PSA launches capital increase, the dividend goes
PSA Peugeot Citroëna unveiled Tuesday the terms of the capital increase of about 1.0 billion euros related to its alliance with General Motors, an operation marked by a substantial discount to the American group that will take 7.0% stake.
This capital increase, announced last week at the presentation of the alliance between the two automakers, will open on Thursday and until 21 March inclusive.
The operation with maintenance of preferential subscription rights will be on the basis of 16 new shares for 31 existing shares, said in a statement PSA.
The subscription price is set at 8.27 euros, showing a discount of approximately 42% over the closing price on Monday (14.2050 euros), and 32.4% compared to the theoretical subscription right off (12.23 euros).
Discount as the French group finance director, Jean-Baptiste de Chatillon, a relativized in a teleconference with reporters.
"What must be considered as haircuts, the calculation is compared to the theoretical price after issuance of one billion, ie about 32%, and this de ; rating is quite usual in the market, "he said. "What matters now is the time and size of the capital increase."

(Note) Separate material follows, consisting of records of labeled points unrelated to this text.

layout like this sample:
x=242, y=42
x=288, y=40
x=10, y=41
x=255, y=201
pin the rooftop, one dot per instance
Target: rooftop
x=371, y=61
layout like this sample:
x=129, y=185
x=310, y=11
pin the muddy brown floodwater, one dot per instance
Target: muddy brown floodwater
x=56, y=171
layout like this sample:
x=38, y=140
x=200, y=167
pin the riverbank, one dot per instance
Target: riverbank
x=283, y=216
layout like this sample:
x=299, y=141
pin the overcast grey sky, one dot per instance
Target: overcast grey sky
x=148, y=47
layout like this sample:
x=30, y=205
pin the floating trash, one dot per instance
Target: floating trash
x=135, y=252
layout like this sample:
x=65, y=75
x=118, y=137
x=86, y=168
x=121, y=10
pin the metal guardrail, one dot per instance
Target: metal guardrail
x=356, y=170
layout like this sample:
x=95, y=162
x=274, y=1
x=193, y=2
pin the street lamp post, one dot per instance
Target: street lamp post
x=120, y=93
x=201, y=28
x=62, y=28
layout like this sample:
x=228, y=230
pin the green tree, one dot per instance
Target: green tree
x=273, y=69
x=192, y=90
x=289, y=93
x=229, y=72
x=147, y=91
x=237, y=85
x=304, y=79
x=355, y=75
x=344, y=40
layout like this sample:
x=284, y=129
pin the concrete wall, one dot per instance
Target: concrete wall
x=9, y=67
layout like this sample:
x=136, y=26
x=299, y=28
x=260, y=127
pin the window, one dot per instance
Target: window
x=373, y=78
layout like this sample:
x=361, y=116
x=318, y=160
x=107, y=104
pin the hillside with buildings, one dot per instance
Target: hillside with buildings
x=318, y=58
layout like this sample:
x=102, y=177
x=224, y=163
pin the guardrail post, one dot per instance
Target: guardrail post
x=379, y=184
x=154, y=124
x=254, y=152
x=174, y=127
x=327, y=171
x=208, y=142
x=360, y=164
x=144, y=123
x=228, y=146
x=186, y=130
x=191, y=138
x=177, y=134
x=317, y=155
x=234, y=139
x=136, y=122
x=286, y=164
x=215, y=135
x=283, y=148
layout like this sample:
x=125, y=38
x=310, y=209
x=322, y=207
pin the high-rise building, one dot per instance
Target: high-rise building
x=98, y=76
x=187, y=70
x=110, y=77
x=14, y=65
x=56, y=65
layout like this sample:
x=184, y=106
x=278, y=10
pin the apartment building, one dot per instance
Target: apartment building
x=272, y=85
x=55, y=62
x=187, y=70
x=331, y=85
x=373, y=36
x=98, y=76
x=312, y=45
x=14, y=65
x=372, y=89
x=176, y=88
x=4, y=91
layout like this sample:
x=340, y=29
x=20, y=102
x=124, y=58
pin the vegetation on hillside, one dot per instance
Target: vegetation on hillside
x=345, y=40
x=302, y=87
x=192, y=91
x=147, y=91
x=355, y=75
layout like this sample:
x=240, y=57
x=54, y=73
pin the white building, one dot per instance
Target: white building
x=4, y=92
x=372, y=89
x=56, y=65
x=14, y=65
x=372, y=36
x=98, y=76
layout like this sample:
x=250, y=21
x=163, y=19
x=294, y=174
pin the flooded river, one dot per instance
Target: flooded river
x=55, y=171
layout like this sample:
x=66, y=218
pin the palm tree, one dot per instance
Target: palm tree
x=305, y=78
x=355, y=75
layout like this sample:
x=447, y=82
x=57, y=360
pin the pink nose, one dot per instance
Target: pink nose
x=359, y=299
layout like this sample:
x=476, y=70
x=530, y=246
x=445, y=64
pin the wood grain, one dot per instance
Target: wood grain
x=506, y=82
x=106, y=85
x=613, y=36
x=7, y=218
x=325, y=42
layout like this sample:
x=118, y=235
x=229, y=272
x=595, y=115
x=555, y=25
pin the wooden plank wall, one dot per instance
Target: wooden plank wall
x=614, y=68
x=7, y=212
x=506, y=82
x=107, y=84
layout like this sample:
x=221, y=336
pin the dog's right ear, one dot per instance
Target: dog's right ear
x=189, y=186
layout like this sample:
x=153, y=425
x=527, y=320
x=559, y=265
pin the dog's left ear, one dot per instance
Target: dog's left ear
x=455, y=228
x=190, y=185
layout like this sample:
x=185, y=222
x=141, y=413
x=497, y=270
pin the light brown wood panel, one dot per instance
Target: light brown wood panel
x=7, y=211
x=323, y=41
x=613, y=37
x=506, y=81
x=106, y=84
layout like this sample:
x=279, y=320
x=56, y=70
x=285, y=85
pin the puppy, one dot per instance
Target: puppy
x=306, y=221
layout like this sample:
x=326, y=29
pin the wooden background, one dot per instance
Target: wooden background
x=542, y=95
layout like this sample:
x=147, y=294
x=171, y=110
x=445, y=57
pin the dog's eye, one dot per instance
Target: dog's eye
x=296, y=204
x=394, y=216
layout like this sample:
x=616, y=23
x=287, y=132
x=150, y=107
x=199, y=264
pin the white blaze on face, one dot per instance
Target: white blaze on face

The action PSA yielded 2.56% in pre-market transactions in Frankfurt after the announcements.
For analysts at CM-CIC Securities, "this discount is explained by the fact that the success of the capital increase would condition the entry of GM capital of PSA and thus the birth of the alliance ".
PRIORITY INVESTMENT
The Peugeot family, the largest shareholder group, 45.4% exercise of his rights for $ 140 million and sell its remaining rights to General Motors. The latter will invest a total of 304 million euros in the operation, including the purchase of these rights and the acquisition of treasury stock (4,400,000 shares).
Following the capital increase, the Peugeot will own 25.2% stake in GM and PSA 7.0%.
"This round of money for PSA Peugeot Citroën will fully intended to fund our strategic projects with General Motors," said Jean-Baptiste de Chatillon.
"These investments will enable us to accelerate our globalization strategy and go upmarket, and (…) access to technologies and projects much faster and mania re wider ", he added.
Priorities for which he also argued for the decision of PSA do not pay a dividend this year.
"We need our cash to fund these investments," he summarized.
Last month, SAP announced a major plan asset sales totaling 1.5 billion euros after the publication of annual results marked with an operating margin born NEGATIVE activities in the automotive industry, a "free cash flow" negative EUR 1.6 billion and a doubling of the debt in six months.